3. The automatic design method of neural network according to claim 1, wherein the video sequence of S1 is divided into a training set and a verification set, S2 employs the training set, and S3 employs the verification set.

4. The automatic design method of a neural network according to claim 1, wherein the final evaluation index calculation method of the S3 neutron model is as follows: all segment evaluation indexes are averaged.

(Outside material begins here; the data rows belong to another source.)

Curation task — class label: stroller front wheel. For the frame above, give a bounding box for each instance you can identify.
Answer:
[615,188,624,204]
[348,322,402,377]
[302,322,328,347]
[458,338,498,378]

5. The automatic neural network design method according to claim 1, wherein in S3, the final evaluation index is recorded.

6. The automatic design method of a neural network according to claim 1, wherein n in S5 is an integer of 10 or less.

7. An automatic neural network design system for implementing the automatic neural network design method according to claim 1, comprising a super network structure and a controller model, wherein the super network structure comprises a step module, a convolution block module, a reduction block module, a sequential block module and a Tai module, the step module is used for processing two stacked rgb pictures, the Tai module is used for processing time sequence information, the convolution block module comprises a convolution operation combination of parallel different parameters, the reduction block module comprises a parallel convolution-based downsampling operation combination, and the sequential block module is used for integrating the input time sequence information.

8. The neural network automatic design system of claim 7, wherein the sequential block module can employ one of 4 operations, which are ConvlstmS 3x3 or ConvlstmS 5x5 or convrus 3x3 or convrus 5x5, respectively.